What are the current development needs of this tool? I'm really missing its output in projects I'm associated with. (note that I'm not committing to anything at this point.)

did you get a chance at further deletion @kaldari?

@chasemp: I've deleted everything older than 2011 now. Can you see how much disk space is being used currently?

Can you see how much disk space is being used currently?

du -hs p50380g50816__pop_stats
50G	p50380g50816__pop_stats

It has been over 4 months since the most recent popular pages updates, and the pages in projects in which I'm a member are getting stale. Is anything being done to resolve this?

@Stevietheman: Please create a seperate bug for that issue.

I thought this was the bug. Also, what would my bug state and where would it go?

@kaldari T118508: AQS: query multiple articles at the same time was declined (not for great reasons IMO, but whatever), but I thought that the rate limits were raised so that https://tools.wmflabs.org/massviews/ was more effective. In either case, can you purge a lot more data from this historical table?

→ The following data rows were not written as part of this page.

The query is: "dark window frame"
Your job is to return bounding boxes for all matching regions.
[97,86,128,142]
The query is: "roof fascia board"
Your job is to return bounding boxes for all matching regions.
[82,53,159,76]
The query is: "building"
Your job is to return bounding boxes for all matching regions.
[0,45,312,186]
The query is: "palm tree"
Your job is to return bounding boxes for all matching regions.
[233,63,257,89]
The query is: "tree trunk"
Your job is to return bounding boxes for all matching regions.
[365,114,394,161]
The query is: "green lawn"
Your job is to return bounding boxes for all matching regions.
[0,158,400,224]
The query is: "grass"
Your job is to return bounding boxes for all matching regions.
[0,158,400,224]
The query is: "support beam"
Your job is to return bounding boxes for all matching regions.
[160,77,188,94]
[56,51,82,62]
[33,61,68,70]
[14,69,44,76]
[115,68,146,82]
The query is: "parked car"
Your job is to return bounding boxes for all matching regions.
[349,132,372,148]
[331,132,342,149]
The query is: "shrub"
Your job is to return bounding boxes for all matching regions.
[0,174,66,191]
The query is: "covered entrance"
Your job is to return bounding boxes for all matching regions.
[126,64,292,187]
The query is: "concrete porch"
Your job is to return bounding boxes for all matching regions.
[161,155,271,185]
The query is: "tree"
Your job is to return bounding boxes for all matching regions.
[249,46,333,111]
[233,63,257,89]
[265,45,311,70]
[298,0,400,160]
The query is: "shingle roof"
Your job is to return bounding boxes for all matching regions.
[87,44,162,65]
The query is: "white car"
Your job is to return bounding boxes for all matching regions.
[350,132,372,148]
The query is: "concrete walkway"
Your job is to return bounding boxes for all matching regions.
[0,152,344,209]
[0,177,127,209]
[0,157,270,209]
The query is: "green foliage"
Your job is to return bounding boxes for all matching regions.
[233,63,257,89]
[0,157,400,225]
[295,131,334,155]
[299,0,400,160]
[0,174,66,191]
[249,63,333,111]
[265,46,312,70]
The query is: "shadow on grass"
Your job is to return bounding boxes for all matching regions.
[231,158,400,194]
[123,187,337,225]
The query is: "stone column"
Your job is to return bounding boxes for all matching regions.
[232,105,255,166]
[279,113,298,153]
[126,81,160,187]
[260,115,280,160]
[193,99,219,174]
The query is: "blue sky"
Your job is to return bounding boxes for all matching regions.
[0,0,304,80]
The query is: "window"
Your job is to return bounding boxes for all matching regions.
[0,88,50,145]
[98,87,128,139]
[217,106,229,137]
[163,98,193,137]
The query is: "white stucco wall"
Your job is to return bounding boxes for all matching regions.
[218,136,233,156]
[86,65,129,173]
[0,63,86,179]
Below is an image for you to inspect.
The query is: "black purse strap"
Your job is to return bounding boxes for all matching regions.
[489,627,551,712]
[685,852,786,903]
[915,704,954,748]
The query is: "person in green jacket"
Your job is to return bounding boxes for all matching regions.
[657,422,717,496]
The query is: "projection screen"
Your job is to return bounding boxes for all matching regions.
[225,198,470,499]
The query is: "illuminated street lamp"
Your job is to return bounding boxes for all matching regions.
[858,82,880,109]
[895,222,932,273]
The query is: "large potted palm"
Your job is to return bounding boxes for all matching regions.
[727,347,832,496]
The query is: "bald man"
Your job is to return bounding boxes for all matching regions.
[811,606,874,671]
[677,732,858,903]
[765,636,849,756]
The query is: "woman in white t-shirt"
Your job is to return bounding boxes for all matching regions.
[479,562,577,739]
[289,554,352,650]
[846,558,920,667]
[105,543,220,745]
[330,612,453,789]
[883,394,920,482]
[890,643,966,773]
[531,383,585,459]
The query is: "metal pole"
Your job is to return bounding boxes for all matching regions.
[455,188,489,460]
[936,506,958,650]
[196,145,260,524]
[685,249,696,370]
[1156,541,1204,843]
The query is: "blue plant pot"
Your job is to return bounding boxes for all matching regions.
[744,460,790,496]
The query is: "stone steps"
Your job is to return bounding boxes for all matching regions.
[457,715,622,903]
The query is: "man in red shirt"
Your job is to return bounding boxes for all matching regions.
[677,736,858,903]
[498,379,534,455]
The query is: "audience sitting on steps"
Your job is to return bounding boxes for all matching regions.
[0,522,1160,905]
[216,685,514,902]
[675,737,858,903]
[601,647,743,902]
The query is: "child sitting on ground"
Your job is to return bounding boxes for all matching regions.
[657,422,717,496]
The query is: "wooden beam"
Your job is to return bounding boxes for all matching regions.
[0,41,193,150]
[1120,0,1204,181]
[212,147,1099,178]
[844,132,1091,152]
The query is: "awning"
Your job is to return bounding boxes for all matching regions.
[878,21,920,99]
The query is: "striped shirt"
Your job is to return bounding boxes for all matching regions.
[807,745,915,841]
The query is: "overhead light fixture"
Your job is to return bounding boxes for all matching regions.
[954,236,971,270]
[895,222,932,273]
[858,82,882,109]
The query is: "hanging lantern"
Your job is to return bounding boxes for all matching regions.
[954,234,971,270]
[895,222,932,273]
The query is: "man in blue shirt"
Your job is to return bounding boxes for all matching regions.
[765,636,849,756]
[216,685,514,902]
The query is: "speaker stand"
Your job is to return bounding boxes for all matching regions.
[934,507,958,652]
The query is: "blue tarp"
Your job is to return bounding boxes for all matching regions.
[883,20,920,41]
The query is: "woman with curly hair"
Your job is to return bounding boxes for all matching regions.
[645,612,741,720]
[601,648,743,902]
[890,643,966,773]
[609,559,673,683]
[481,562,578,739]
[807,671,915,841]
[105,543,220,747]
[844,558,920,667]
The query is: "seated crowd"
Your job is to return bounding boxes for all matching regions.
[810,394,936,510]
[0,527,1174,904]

I just deleted everything older than 2014, which was about half the tables.

Marostegui assigned this task to kaldari.

Thanks @kaldari, this went down to 35G

# du -sh  /srv/sqldata/p50380g50816__pop_stats/
35G	/srv/sqldata/p50380g50816__pop_stats/

I am going to close this as resolved, as right now we have quite some space available on labsdb1001 after we merged the partitions and this is no longer a big deal.
If someone still feels this needs to be cleaned up more - feel free to reopen!

I don't think we need to keep those 35G worth of data anymore even. The bot is gone forever and that data is pretty outdated. I can't think of a reason we'd ever need it.

If you guys think it can be dropped...go ahead! :-)